Uploaded image for project: 'Lustre'
  1. Lustre
  2. LU-2927

mdt_reconstruct_open() ASSERTION failure

Details

    • Bug
    • Resolution: Fixed
    • Blocker
    • Lustre 2.4.0
    • Lustre 2.4.0
    • 3
    • 7028

    Description

      transno shouldn't be cleared for EREMOTE operation.

      Attachments

        Activity

          [LU-2927] mdt_reconstruct_open() ASSERTION failure

          Andreas, we hit this last night on a production MDS still running 2.3.63. In case you're still interested I'm attaching the console log and lustre debug log. Not sure what the client load was like at the time. I see a lot of changelog and fid2path activity which is probably from a RobinHood scan.
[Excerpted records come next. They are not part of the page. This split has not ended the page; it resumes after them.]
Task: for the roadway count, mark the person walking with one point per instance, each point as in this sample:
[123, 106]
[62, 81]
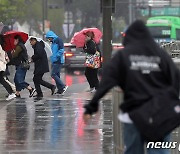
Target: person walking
[143, 71]
[40, 66]
[91, 74]
[19, 55]
[3, 61]
[57, 60]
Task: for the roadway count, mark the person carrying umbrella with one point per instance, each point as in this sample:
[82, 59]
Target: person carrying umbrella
[57, 60]
[19, 55]
[40, 66]
[90, 48]
[3, 61]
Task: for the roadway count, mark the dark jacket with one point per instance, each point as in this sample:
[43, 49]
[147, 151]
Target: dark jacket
[20, 55]
[57, 47]
[40, 58]
[141, 69]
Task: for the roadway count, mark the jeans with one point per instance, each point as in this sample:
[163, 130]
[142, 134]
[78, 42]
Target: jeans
[19, 78]
[134, 143]
[92, 78]
[5, 84]
[55, 74]
[39, 81]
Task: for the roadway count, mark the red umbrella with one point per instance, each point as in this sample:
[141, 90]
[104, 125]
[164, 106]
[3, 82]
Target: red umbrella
[79, 37]
[9, 39]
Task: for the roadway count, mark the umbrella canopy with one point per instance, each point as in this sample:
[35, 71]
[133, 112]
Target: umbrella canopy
[79, 37]
[30, 50]
[3, 28]
[9, 39]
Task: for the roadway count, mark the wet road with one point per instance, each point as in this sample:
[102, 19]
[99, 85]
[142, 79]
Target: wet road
[54, 125]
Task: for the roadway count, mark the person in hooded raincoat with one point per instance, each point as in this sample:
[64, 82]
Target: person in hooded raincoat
[57, 60]
[41, 66]
[141, 69]
[3, 61]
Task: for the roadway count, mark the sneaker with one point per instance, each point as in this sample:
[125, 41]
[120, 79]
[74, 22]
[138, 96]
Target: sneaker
[18, 96]
[53, 90]
[31, 92]
[11, 96]
[38, 96]
[89, 90]
[92, 90]
[64, 89]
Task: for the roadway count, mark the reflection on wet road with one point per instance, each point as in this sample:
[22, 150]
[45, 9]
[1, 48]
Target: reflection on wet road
[54, 125]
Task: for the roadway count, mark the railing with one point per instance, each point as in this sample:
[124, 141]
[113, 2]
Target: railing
[117, 98]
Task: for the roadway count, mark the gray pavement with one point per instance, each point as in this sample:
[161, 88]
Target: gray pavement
[54, 125]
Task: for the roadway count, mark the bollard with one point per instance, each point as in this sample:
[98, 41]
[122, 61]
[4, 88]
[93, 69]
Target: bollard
[117, 98]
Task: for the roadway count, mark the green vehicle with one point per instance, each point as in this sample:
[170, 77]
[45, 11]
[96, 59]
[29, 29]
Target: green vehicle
[164, 28]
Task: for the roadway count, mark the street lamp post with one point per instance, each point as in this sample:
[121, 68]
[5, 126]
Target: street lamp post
[44, 16]
[106, 6]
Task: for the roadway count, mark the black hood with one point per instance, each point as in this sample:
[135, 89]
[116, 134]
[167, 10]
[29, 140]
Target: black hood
[41, 43]
[137, 32]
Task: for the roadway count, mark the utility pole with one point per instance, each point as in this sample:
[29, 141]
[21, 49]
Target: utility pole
[106, 6]
[130, 12]
[44, 16]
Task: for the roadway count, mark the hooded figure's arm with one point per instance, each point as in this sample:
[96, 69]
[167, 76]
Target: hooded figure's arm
[38, 53]
[17, 51]
[112, 76]
[172, 72]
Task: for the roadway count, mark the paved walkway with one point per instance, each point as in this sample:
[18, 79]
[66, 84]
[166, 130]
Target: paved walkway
[54, 125]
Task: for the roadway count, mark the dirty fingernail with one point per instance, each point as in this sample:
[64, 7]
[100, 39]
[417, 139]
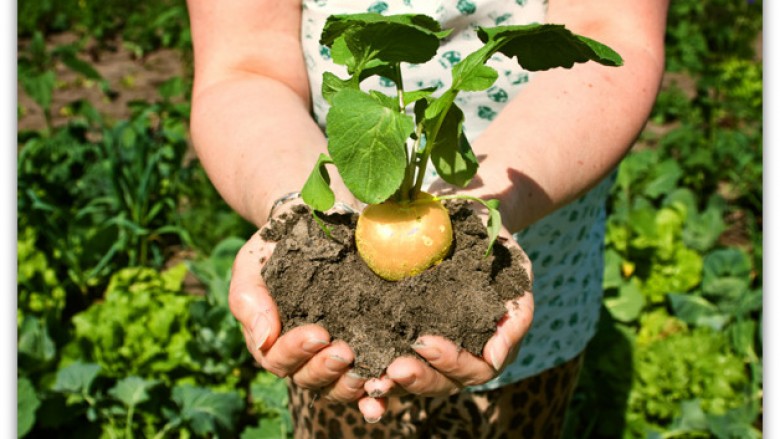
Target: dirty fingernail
[259, 331]
[429, 352]
[354, 381]
[336, 363]
[371, 420]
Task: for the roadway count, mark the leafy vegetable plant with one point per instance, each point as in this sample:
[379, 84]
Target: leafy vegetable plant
[382, 144]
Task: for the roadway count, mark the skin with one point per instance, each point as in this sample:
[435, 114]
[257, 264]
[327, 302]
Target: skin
[251, 129]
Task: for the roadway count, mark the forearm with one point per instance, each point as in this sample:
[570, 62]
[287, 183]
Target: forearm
[250, 121]
[569, 128]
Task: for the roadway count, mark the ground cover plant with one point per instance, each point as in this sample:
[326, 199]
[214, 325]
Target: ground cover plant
[679, 349]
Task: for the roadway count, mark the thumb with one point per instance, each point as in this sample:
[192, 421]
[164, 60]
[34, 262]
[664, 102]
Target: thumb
[249, 298]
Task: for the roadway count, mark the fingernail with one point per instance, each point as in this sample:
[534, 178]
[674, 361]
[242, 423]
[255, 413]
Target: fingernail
[260, 331]
[402, 376]
[354, 381]
[314, 345]
[336, 363]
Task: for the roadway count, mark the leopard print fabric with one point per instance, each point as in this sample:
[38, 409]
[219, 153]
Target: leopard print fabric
[529, 409]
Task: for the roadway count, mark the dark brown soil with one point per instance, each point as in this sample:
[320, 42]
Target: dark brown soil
[315, 279]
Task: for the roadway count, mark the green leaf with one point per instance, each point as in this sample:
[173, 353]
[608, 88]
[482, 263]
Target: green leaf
[132, 390]
[613, 277]
[208, 412]
[316, 192]
[471, 73]
[726, 273]
[494, 223]
[628, 304]
[269, 393]
[696, 310]
[546, 46]
[665, 177]
[451, 153]
[76, 378]
[332, 84]
[34, 342]
[27, 404]
[412, 38]
[366, 141]
[40, 87]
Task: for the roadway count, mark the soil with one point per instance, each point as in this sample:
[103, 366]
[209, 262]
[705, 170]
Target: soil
[316, 279]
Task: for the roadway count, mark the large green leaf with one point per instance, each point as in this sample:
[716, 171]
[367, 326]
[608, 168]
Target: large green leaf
[726, 273]
[208, 412]
[367, 142]
[132, 390]
[696, 310]
[451, 153]
[626, 306]
[316, 192]
[76, 378]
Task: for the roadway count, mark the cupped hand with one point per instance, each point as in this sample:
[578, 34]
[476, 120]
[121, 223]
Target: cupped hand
[304, 354]
[451, 368]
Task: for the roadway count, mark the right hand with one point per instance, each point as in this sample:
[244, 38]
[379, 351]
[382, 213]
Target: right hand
[304, 354]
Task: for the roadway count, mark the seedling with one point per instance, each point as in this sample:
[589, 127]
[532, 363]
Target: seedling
[381, 149]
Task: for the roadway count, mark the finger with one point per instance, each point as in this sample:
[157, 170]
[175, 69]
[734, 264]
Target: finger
[456, 363]
[349, 387]
[325, 367]
[380, 387]
[248, 297]
[372, 408]
[503, 346]
[420, 379]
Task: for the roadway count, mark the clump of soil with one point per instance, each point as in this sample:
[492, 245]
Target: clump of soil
[316, 279]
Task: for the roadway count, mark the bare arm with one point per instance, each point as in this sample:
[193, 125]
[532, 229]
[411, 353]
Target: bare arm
[252, 131]
[568, 128]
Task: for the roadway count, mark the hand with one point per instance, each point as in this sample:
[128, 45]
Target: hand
[451, 368]
[305, 354]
          nedbass Ned Bass (Inactive) added a comment - Andreas, we hit this last night on a production MDS still running 2.3.63. In case you're still interested I'm attaching the console log and lustre debug log. Not sure what the client load was like at the time. I see a lot of changelog and fid2path activity which is probably from a RobinHood scan.
          pjones Peter Jones added a comment -

          Landed for 2.4

          pjones Peter Jones added a comment - Landed for 2.4

          Andriy, any information on how this bug was triggered? Was it under testing, or some user load? MDS recovery, network errors, etc?

          adilger Andreas Dilger added a comment - Andriy, any information on how this bug was triggered? Was it under testing, or some user load? MDS recovery, network errors, etc?
          di.wang Di Wang added a comment - http://review.whamcloud.com/#change,5694

          How do you know the assertion was wrong?

          keith Keith Mannthey (Inactive) added a comment - How do you know the assertion was wrong?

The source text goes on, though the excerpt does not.